Why are there no telescope pictures of the USA flag on the Moon?


telescope
notadummyrat asked:


It’s true! Try to find one on the web. You can’t! Why??? Don’t tell me the telescope’s can’t see that far! Hubble can for sure!

This entry was posted on Tuesday, March 31st, 2009 at 12:00 am and is filed under Astronomy & Space. You can follow any responses to this entry through the RSS 2.0 feed. You can leave a response, or trackback from your own site.

12 Responses to “Why are there no telescope pictures of the USA flag on the Moon?”

  1. Johny Boy Says:

    They dont want you to know they never landed…… no im joking srry but i dont know

  2. cork Says:

    makes sense to you does it?

    Hubble pointed at the moon?

    kind of overkill wouldn’t you say?

  3. CelticFairy Says:

    Cause it never happened! Thats the one thing I can truly say you will never make me beleive happened. You will never convince me of that.

  4. tentofield Says:

    Hubble can’t resolve something as small as a flag on the Moon. Nor can it see the other stuff left behind by the six manned Moon missions and the various Russian unmanned missions. The laser reflectors left behind on the Moon can be seen by firing a laser at them from the Earth. They reflect the laser beam back to the Earth.

  5. eri Says:

    No, Hubble can’t. Hubble can resolve a field on the moon the size of a football field - that means every pixel of the image is the size of a football field. The lander and the flag are MUCH smaller than that, and thus unresolvable.

  6. baron_von_party Says:

    We should be able to get images of that stuff in the next 4-5 years or so with some orbiters the we and Japan are sending up there. Hubble can’t get it because the moon moves too fast for it and isn’t set up for things as close as the moon, plus the moon is too bright for it. Hubble is for dimmer things in deep space, not 250,000 miles away, that’s like shoving a piece of paper in your face and trying to read it at the end of your nose. We were there, sonny, don’t you worry about it. Go ahead and call Neil Armstrong a liar to his face!

  7. scythian1950 Says:

    The best military spy satellite cameras today are now just about able to resolve foot prints on dirt. And that’s from only about 100 miles up. The moon is about 240,000 miles away. The Hubble Telescope, in spite of opinions to the contrary, is not 2,400 times as acute as our best spy cameras. One reason is that resolution is fundamentally limited by the aperture size, so that if the aperture of the spy cameras is about a foot (yes, they’re that big), that’d mean the Hubble Telescope would have to be half a mile across to be able to see footprints on the moon.

    Now, but not all is lost. ESA’s SMART-1 probe, orbiting the moon, is now conducting comprehensive photographic surveys of the surface of the moon, presently at medium resolution, before going to high resolution. It’s expected that photographs of the early moon landing sites will be obtained, and presumably released to the public.

  8. LeAnne Says:

    That’s a legitimate question. For the answer, please click on the link below.

  9. bldudas Says:

    No telescope, no matter how powerful or where it is, can resolve something as small as a flag on a moon or planet or any other object.

  10. secretsauce Says:

    “Don’t tell me the telescope’s can’t see that far!”
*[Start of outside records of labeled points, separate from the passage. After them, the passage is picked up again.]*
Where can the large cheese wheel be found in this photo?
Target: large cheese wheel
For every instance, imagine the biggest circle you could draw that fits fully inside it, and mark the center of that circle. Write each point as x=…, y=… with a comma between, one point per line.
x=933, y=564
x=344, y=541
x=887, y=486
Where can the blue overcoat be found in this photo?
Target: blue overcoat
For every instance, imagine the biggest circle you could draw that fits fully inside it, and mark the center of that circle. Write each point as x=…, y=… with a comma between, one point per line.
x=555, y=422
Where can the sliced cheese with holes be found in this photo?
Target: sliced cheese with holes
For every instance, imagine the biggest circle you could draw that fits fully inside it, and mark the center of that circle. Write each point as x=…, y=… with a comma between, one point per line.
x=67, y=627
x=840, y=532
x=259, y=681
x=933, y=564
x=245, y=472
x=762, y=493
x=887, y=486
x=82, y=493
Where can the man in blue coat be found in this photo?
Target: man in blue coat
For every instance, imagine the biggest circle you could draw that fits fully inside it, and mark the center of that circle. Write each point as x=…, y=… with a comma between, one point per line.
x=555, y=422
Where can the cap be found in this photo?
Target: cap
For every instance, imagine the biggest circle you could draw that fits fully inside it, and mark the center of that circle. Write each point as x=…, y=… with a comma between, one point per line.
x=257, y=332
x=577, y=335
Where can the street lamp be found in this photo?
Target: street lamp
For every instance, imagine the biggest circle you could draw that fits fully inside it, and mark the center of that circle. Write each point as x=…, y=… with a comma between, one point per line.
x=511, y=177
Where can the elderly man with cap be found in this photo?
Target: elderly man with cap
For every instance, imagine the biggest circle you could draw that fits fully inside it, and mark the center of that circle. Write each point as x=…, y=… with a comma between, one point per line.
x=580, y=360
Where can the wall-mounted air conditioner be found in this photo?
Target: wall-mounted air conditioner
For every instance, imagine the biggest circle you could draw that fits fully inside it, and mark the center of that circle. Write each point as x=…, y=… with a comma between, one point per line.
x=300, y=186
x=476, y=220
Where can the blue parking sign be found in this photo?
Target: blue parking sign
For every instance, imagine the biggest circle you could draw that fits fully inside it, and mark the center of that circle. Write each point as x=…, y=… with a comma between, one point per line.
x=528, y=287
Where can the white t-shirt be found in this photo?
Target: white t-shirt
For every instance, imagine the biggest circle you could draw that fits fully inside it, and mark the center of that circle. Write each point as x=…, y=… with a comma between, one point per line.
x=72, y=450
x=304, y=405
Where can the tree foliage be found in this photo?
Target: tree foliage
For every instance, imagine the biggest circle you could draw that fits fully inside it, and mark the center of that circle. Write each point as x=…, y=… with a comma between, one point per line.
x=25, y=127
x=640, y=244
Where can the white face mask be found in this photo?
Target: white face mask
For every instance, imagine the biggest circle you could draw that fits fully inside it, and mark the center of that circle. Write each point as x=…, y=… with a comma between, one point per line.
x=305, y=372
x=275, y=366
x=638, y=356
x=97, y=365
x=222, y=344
    Uhm … sorry … the telescopes can’t see that far. Sorry, but that’s the truth. It’s not about seeing “far” … telescopes can see thing millions of light years away. It’s about how small an object you can see at a certain distance.

    “Hubble can for sure!”

    Nope. Sorry. It can’t see things that small.

    And what difference would it make to you anyway? If you’re the type of person who believes that tens of thousands of NASA engineers, astronauts, technicians, scientists, etc. would perpetrate a massive hoax of the general public … and have the coordinated ability to maintain this secret for 40 years … then why wouldn’t they have the capacity to fake a few photos?

    In other words, if you already believe the “moon-landing hoax” idea, then you’re too far gone into La La land to be persuaded by ANY kind of evidence.

    Sorry, but it’s true.

  11. Gary H Says:

    To the rest of the very good answers, I’d like to add…

    The Keck twins in interferometric mode, at 90m aperture, are pretty close to being able to resolve a lunar lander or rover, but not quite even on a perfect night. The LBT, maybe. I’m wondering if the CHARA array, at an effective aperture of what, about 300m(?) might be able to despite the small size of the individual mirrors?

  12. arbiter007 Says:

    Sorry, you’re simply wrong.

    With an aperture of 2.4m, the diffraction blur of the Hubble cannot allow the resolution of anything less than about 97 m across.

    Even with the suggested long baseline telescope with an effective aperture of 300 m, the blur spot would be about 31 inches, which is not enough to see a flag.

    As shown in, the planetary camera’s resolution is comparable to the blur spot.

    Do the math, 46 milli-arcsec * distance to Moon to get the sampling resolution of Hubble.